Masood musste unterschiedlichste Varianten testen, um die Strahlführung für laserbeschleunigte Protonenstrahlen überhaupt konzipieren zu können. Eine Magnetspule formt zunächst die durch das intensive Laserlicht direkt in der Gantry beschleunigten Protonen zu einem Strahl. Dann lenkt ein sogenannter Dipolmagnet den Strahl um eine 90-Grad-Kurve und sorgt auch gleich dafür, dass aus dem breiten Energiefenster die nicht benötigten Protonen abgeschnitten werden. Mehrere Quadrupol genannte Magnete, die ebenfalls immer nur für rund hundert Millisekunden eingeschaltet werden, halten den Strahl auf Kurs. Dies ist bei einem gepulsten Strahl mit einer breiten Energieverteilung durchaus trickreich, denn es sind dabei immerhin sechs Dimensionen zu berücksichtigen. Ein zweiter Dipolmagnet lenkt den Strahl entgegen der ursprünglichen Beschleunigungsrichtung ab und hin zur in der Gantry-Mitte befindlichen Patientenliege.

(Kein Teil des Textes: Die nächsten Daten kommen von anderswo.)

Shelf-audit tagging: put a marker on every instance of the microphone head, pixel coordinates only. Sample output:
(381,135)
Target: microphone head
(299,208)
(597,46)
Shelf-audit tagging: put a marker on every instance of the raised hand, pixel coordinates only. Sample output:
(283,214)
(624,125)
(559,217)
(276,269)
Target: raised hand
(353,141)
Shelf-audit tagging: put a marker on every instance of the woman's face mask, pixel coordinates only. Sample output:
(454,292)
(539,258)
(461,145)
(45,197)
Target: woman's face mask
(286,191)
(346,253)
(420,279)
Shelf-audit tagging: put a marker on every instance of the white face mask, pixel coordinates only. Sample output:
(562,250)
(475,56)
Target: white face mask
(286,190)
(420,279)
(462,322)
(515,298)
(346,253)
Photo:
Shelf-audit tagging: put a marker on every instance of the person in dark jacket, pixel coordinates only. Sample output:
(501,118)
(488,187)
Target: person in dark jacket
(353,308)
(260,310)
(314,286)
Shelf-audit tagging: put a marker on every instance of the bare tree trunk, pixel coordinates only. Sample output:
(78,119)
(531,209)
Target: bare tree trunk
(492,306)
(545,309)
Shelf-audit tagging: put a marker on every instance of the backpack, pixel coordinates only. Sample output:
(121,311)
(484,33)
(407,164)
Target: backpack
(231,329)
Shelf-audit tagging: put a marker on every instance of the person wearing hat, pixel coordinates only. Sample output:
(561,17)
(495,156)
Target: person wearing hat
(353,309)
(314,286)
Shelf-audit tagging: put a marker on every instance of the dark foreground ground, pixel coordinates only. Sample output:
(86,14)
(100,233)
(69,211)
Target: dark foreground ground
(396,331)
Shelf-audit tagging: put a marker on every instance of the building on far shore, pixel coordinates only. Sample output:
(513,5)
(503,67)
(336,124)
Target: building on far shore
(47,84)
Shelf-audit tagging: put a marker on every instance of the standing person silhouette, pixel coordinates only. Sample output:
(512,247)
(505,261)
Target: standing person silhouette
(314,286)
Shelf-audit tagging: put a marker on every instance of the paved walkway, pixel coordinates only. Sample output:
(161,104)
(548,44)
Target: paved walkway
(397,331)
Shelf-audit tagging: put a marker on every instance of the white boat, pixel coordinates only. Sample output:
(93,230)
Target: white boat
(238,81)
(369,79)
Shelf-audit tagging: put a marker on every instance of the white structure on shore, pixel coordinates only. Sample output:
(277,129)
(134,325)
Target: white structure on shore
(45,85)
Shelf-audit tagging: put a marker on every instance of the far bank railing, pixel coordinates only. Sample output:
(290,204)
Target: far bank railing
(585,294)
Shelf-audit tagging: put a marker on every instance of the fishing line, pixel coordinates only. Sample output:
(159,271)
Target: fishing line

Obwohl nun erstmals eine komplette Anlage auf der Basis eines Laserbeschleunigers modelliert wurde, sind bis zu deren Verwirklichung noch viele Hürden zu nehmen. So müssen die verschiedenen gepulsten Magnete entwickelt und getestet werden. Auch reichen die Energien der laserbeschleunigten Protonen derzeit noch nicht aus, um Tumore tief im Patientenkörper zu treffen. Deshalb erfährt der im HZDR vorhandene Draco-Laser derzeit einen Upgrade und erhält zudem eine größere Schwester: Penelope, die mit einer Leistung von einem Petawatt zu den weltweit stärksten Lasern gehören wird. „Nach rund fünf Jahren intensiver Forschung an Draco gehen wir heute davon aus, dass wir die nötigen Parameter für die Patientenbestrahlung erreichen können“, ist Ulrich Schramm, Institutsdirektor und Leiter der Abteilung Laser-Teilchenbeschleunigung am HZDR, überzeugt.